Derzeit sind opulente Rockopern ja wieder mächtig angesagt und nachdem uns Altmeister Arjen Anthony Lucassen mit seinem AYREON-Zirkus bzw. Tobias Sammet mit seinem dritten AVANTASIA-Machwerk kürzlich die Ohren durchpusteten, gibt’s nun Nachschub in Form von NEVERLAND, was im übrigen nicht das geringste mit Michael Jacksons ehemaligem, ähem, „Kinderparadies“ zu tun hat. NEVERLAND – das sind vorrangig die Musikanten der türkischen Band DREAMTONE (noch nie von gehört, wenn ich ehrlich bin) sowie die griechische Sängerin Iris Mavraki (mir ebenfalls kein Begriff gewesen). Und damit es sich auch Rockoper nennen darf, bedarf es ein paar prominenten Gästen, wobei bei NEVERLAND wahrscheinlich schon aus finanziellen Gründen kein Overkill herrscht, sondern man sich mit Hansi Kürsch (BLIND GUARDIAN), Tom Englund (EVERGREY), Mike Baker und Gary Wehrkamp (beide SHADOW GALLERY) begnügt. Dafür aber mussten NEVERLAND bei den obligatorischen Orchesterparts nicht auf Konserve zurückgreifen, sondern konnten mit dem Istanbuler Symphonie Orchester klassische Musiker aus Fleisch und Blut anheuern. Ob es sich bei NEVERLAND nun um ein Projekt oder eine echte Band handelt, sei dahingestellt, „Reversing Time“ ist nun mal das Debütalbum und es ist ein wahrlich gelungenes, auch wenn es mit den Referenzbands dieser Sparte nicht ganz mithalten kann.
Eigentlich bin ich mir gar nicht so sicher, ob es sich bei „Reversing Time“ überhaupt um eine Rockoper handeln soll. Zumindest gibt man sich musikalisch sehr ambitioniert, während sich das Textkonzept um die Umkehrung der Zeit dreht. Musikalisch wirkt das ganze deswegen so eifrig, weil im Grunde genommen alles drin steckt, was drin stecken kann: Power, Melodic, Progressive, Folk, Klassik, Akustik, gar ein Hauch Gotencharme. Wer mit so vielen Zutaten um sich schmeißt, sollte auch das Rezept richtig gelesen haben und hier ist die Überraschung: NEVERLAND verfügen über ausgezeichnete Songwritingfähigkeiten! Fand ich das Album anfangs noch etwas wirr, wuchs die Scheibe mit jedem Durchlauf. Doch NEVERLAND schaffen es tatsächlich, Anspruch mit Eingängigkeit zu paaren, die Liebe zu den Details nicht aus den Augen zu verlieren und das alles in packende und teils dramatische Strukturen zu pressen.
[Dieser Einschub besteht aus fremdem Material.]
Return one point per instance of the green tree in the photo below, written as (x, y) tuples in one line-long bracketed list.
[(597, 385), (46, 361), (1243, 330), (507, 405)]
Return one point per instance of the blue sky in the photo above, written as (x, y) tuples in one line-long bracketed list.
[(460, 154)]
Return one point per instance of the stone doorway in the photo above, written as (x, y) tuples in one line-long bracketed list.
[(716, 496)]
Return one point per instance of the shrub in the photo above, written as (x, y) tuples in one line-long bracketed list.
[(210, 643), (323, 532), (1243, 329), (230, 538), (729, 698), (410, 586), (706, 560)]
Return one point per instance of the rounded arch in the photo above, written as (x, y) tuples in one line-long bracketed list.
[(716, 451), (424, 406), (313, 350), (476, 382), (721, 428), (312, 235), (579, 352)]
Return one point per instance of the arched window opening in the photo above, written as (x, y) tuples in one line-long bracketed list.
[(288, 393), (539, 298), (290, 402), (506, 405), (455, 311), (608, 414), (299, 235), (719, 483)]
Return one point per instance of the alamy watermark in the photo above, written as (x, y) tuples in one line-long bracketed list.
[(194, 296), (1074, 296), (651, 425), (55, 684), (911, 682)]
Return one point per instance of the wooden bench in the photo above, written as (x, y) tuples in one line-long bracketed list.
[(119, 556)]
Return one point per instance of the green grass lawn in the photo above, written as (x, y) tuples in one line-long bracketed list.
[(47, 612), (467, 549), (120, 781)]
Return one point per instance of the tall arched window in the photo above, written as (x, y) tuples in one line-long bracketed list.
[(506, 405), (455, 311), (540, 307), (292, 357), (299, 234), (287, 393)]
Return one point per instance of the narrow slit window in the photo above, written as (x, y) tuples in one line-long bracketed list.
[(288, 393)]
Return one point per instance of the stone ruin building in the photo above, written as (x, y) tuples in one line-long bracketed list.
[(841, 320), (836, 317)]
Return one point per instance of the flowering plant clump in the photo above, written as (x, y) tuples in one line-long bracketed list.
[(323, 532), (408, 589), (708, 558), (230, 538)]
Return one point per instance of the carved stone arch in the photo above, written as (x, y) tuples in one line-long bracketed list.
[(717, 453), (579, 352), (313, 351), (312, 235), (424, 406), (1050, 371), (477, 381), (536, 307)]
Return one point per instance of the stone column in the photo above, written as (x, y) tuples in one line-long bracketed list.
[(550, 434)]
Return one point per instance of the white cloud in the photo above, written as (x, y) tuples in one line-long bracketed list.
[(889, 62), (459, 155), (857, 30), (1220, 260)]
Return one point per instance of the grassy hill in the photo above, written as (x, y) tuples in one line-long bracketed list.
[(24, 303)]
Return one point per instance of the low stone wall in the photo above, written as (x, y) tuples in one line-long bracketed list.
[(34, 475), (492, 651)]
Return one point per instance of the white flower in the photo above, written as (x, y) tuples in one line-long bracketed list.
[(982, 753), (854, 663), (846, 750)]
Vielleicht kommt ihnen dabei zu gute, dass sie eben nicht auf 15-minütige Monstersongs setzen, sondern sich eher kurz (so im 5-Minuten-Bereich im Schnitt) halten und dennoch dabei einen sehr epischen Eindruck hinterlassen. Bestes Beispiel dafür ist der Titelsong, der von den SHADOW GALLERY-Jungs und dem hervorragend eingesetzten Orchester geprägt wird. Symphonische Passagen, große Melodien, klasse Vocals und als i-Tüpfelchen ein erhabenes Gitarrensolo. Ein Highlight! Überhaupt gehören die Tracks, bei denen die Gastmusiker zu hören sind, zu den besten Stücken von NEVERLAND, „To Lose The Sun“ beispielsweise, welches exakt auf Hansi Kürsch zugeschnitten wurde und dieser sich mit einer außergewöhnlichen Performance artig bedankt. Oder das von Tom Englund genial gesungene „World Beyond These Walls“. Doch auch die „eigenen“ Songs können größtenteils überzeugen, sei es der mitreißende Opener „Shooting Star“ (erneut mit herrlichen Orchesterparts versehen) oder das überragende Abschlussinstrumental „Transcending Miracle“.
Abzüge in der B-Note gibt’s für die eher schwachen, sehr an langweilige NIGHTWISH oder ANTICRISIS (vom Gesang her) erinnernden Balladen „Everlasting Tranquillity“ und „Mountain Of Judgement“ sowie für „Mountain Of Joy“, das mir etwas zu sehr nach RHAPSODY-Kitsch-Happy-Metal stinkt. Zudem muss man eingestehen, dass die gesanglichen Fähigkeiten von Iris Mavraki (gut, aber unauffällig) und DREAMTONE’s Ognas Canatan (schwach) eher von begrenztem Wert sind. Nichtsdestotrotz ein gelungener Einstand mit einigen wirklich grandiosen Songs. Die Zielgruppe sollte reinschnuppern!